21) Nature's Miracle and Simple Solution wouldn't be a staple item in
my pantry.
22) I'd need to state my name when I call my vet -- they know me by
voice alone!
23) I wouldn't have a stylish bedroom replete with soft comforters,
furry baby carriers and dog toys littering the floor.
24) Free of vet and food bills, I'd be driving a fancy car with
hairless upholstery!
25) I could go to work without checking to be sure my lint-roller is
in my purse
26 A ringing phone wouldn't signal an emergency howling session
27) Dinner would be all mine! ("Do I put my head in YOUR bowl?")
28) Unwelcome family members would visit more frequently
29) Certain dogless relatives wouldn't sit on my sofa with huddled
shoulders, hoping to escape the attack of the dog hairs!
30) No one would look for dog hairs in my cooking.
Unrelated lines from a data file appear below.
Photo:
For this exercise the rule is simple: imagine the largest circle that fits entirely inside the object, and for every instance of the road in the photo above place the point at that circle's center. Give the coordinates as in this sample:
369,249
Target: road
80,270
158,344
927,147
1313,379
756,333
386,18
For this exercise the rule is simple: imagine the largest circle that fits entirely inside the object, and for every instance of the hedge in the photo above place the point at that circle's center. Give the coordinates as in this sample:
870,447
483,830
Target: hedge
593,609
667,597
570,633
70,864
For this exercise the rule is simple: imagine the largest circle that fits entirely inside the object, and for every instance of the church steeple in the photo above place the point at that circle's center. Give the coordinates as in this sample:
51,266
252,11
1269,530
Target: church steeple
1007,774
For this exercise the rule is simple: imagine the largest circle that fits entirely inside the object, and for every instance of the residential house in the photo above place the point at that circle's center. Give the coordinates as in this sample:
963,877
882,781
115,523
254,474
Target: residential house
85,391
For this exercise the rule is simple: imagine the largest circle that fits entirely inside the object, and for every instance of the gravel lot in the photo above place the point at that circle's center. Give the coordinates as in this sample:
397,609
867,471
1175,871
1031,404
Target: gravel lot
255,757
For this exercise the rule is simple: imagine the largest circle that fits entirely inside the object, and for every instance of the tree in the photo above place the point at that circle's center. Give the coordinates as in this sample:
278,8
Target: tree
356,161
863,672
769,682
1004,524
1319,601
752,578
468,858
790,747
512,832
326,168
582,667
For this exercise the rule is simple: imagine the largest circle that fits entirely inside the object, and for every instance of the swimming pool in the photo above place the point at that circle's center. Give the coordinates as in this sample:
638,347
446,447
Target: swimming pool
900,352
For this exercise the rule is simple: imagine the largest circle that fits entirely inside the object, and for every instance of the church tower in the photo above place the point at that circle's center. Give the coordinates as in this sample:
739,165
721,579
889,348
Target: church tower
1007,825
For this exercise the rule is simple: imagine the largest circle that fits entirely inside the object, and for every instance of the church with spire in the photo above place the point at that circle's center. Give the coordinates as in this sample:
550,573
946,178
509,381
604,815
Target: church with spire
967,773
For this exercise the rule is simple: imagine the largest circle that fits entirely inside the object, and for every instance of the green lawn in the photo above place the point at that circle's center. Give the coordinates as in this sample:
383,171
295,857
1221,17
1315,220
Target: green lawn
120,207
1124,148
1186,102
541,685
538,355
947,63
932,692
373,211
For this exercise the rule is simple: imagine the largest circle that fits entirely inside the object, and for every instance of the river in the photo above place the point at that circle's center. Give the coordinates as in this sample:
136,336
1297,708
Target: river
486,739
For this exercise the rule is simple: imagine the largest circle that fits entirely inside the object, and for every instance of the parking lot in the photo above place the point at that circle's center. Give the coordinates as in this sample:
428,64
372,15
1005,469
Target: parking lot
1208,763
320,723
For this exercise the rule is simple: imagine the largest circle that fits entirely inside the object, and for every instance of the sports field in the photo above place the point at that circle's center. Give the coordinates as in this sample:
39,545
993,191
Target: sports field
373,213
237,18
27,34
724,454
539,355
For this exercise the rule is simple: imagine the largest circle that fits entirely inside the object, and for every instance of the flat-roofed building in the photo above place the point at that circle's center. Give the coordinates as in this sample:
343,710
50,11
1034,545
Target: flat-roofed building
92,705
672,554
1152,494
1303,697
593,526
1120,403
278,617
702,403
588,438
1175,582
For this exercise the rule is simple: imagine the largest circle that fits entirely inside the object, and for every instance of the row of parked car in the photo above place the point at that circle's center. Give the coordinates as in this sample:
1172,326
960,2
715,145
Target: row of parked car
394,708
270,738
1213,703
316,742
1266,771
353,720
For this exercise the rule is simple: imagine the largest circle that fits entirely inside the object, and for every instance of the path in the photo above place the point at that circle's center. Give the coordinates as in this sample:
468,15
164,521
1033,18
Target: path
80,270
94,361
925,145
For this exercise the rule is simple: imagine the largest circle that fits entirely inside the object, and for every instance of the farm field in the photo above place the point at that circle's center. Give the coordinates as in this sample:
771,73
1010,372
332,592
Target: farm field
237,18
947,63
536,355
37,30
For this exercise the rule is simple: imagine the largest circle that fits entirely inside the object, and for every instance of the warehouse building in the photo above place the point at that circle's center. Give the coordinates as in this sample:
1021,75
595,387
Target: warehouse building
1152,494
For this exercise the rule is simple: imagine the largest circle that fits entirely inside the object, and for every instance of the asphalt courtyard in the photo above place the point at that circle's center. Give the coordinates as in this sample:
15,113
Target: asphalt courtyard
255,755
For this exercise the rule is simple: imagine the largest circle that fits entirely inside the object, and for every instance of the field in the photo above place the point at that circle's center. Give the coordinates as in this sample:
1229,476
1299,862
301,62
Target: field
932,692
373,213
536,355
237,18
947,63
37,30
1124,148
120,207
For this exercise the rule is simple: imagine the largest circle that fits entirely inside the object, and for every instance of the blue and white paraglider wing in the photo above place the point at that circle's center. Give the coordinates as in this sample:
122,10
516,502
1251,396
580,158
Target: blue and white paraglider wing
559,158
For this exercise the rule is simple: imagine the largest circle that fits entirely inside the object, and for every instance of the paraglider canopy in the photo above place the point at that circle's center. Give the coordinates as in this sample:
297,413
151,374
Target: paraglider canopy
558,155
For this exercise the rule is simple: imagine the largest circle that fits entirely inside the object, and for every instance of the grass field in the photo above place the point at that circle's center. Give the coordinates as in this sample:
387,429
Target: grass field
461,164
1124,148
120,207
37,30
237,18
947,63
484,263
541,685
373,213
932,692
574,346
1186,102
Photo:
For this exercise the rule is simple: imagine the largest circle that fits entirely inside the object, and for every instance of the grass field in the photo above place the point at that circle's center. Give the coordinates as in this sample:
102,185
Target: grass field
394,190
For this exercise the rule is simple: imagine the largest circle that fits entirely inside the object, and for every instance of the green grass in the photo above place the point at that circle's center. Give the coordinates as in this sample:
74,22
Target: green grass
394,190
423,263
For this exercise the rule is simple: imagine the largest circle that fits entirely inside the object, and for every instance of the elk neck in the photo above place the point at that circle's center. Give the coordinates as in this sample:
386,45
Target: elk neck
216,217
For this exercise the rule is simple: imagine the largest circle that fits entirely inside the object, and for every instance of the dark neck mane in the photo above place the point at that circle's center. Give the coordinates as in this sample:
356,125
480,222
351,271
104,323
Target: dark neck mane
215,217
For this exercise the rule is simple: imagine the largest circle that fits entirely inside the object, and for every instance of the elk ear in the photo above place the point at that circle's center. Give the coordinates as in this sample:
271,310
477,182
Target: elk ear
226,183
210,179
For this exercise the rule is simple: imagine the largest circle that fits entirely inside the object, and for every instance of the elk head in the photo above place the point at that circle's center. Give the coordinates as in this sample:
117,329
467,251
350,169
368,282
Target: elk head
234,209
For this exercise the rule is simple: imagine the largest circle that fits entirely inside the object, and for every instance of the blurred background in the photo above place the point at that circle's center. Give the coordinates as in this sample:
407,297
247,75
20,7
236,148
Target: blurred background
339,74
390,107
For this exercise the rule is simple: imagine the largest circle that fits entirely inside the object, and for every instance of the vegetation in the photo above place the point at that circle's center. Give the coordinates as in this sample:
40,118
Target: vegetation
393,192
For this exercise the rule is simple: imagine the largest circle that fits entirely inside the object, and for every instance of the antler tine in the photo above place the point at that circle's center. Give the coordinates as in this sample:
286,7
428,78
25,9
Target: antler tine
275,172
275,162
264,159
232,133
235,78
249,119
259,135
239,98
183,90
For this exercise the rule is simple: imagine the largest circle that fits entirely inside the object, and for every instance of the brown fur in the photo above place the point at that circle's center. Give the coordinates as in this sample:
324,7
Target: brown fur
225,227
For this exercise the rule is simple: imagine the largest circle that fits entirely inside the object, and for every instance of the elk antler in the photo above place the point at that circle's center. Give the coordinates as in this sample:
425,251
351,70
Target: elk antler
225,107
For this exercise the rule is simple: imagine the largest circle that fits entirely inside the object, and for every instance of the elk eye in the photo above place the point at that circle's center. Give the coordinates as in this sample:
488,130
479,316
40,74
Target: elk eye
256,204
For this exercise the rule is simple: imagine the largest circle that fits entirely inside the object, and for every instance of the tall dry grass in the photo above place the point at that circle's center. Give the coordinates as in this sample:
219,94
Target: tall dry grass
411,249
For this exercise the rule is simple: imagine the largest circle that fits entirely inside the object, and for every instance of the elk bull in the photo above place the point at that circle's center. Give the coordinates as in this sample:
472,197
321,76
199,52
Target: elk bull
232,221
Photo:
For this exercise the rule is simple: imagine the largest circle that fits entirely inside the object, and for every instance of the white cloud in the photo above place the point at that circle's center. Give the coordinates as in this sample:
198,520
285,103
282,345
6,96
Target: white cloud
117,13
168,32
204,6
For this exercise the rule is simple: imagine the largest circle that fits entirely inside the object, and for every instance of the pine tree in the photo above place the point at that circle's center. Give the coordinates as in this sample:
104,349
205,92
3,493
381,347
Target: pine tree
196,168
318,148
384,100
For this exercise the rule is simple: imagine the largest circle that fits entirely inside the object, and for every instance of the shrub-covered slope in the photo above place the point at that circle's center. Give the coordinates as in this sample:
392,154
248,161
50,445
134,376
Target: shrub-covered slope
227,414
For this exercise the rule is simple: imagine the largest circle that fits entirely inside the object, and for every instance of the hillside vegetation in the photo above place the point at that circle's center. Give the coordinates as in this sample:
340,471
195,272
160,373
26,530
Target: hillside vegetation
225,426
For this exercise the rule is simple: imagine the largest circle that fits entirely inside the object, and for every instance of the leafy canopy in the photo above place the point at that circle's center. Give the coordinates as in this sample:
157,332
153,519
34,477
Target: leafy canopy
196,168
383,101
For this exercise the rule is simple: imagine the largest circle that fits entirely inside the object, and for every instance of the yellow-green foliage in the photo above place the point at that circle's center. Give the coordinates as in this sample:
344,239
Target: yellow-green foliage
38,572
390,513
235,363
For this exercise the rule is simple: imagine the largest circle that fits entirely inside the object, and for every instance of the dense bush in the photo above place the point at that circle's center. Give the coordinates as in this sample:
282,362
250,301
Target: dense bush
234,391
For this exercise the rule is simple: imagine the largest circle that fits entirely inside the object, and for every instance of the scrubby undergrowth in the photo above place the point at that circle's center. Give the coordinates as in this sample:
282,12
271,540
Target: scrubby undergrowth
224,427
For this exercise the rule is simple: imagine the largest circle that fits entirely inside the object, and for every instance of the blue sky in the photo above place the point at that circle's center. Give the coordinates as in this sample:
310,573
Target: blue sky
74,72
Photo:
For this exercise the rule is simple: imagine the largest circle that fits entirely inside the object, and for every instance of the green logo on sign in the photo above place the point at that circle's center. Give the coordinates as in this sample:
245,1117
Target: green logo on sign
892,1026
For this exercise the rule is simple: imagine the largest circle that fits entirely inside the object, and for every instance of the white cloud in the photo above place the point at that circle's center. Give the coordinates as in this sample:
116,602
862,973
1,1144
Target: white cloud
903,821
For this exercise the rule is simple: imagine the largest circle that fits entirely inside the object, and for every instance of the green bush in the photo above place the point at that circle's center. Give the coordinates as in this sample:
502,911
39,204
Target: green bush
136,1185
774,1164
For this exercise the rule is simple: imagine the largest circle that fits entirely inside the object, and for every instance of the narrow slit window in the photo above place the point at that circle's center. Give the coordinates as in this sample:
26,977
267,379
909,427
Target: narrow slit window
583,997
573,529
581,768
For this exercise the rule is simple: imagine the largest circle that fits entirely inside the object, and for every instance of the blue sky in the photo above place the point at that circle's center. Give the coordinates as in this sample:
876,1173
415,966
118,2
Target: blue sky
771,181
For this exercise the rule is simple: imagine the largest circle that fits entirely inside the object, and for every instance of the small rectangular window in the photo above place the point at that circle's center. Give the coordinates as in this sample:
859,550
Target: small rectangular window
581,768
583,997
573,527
31) People wouldn't wonder what that child's car seat is for
32) The drive-in bank teller wouldn't see so many furry faces and ask
how my pet-sitting business is going (or recoil when I say, "oh,
they're all mine!")
33) The sight of two or three dog leashes wouldn't signal the whole
pack to rush the door for a walk around the block!
34) I wouldn't have a dog roster to check off when I leave the house!